От одиночества он стал водить компанию с двумя своими матросами, но тут и уважение иссякло, посыпались жалобы, что он пьянствует с подчиненными. Деньги у них он тоже занимал, а долгов не возвращал, и они начали огрызаться, присвоили себе старшинство и, наконец, совершенно подобрали досмотрщика под ноготь, так что гоняли яхту по собственным делам, куда заблагорассудится, а досмотрщик просто был при них.

Подчас, стоило ему засидеться сложа руки, приходил проверяльщик, понукал:

— Ставь-ка паруса и вперед!

— Куда?

— Да куда угодно, черт побери, лишь бы плыть!

Так его понукали, и он снимался с якоря и выходил в море — без цели, без надежды прийти в гавань.

Однажды — он тогда уже десять лет плавал — в Сандхамн пришла телеграмма, что жена его при смерти и надобно ему вернуться домой. Но ветер был неблагоприятный, а до Ландсорта далеко, поэтому домой он добрался только через сутки, уже вдовцом.

Радости от семейной жизни он видел не очень-то много, ведь домой заезжал всего два раза в месяц, но, что ни говори, дом есть дом — можно ощутить под ногами твердую почву, посидеть у огня, поесть горячего.

После похорон произвели опись имущества и увезли все вещи на аукцион.

Теперь не осталось у него на суше ни единого пристанища, и он круглый год жил на яхте. Яхта эта, старая уже, начала уступать действию времени, ветра и воды, стала темной и ветхой.

Грот был в заплатах, мачта выкрашена коричневой масляной краской, а каюта — грязно-желтой, как больничные койки. Прежде жена раз в три месяца украшала окошки-иллюминаторы белыми занавесками, теперь же голые темные отверстия зияли черной пустотой. Бегучий и стоячий такелаж посерел от дождей, корпус отяжелел, подгнил и плохо слушался паруса.

На борту царит молчание, потому что теперь досмотрщик разговаривает с матросами только при маневрировании, и, когда погожим летним утром какая-нибудь прогулочная яхта выходит из внутренних шхер и видит черные снасти и неуклюжий корпус, который медленно, по-стариковски устало ползет по воде, новички-пассажиры средь смеха и песен спрашивают, что это за гроб такой.

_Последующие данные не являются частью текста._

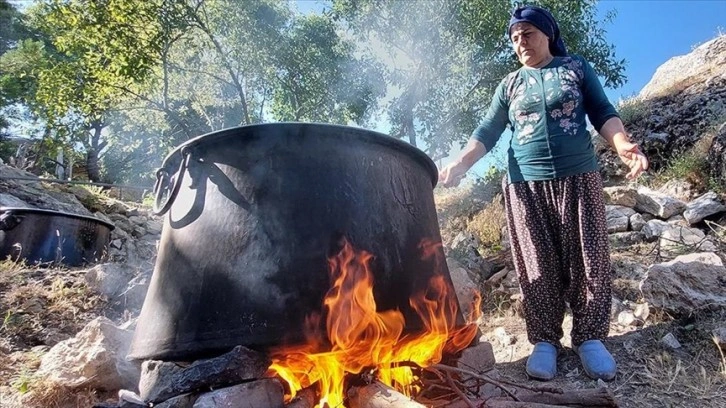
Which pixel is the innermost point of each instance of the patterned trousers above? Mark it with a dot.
(560, 247)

— Летучий Голландец! — отвечает рулевой, молодой оптовик в вязаной английской фуфайке с синими полосками.

Когда же корабль-призрак скользит мимо, теперь всегда мимо красного домика с белыми наличниками, что стоит под яблонями на скалистом мысу, и молчаливый рулевой видит украшенный цветами и листьями праздничный шест и танцующую молодежь, он велит поднять топсель и штормовой кливер и правит в открытое море, где нет ничего, кроме неба и воды. Там он ставит к рулю матроса, достает скрипку и играет чайкам да тюленям, а те, привлеченные непривычными звуками, кричат и ревут, каждый на свой лад, и заводят пляску вокруг темного суденышка и мрачного его шкипера.

Играет он, кстати сказать, вещицы совершенно незамысловатые и непримечательные — старинные танцы и марши, любимые в пору его юности, когда он видел вокруг веселые лица и сидел на почетном месте. И сам выглядит отнюдь не примечательно и не романтично. Маленький сухопарый провинциал-таможенник, кривоногий от стояния у руля, реденькие бакенбарды, бледное худое лицо — словом, вовсе не тот бравый моряк, каким девушки представляют себе командира таможенной яхты.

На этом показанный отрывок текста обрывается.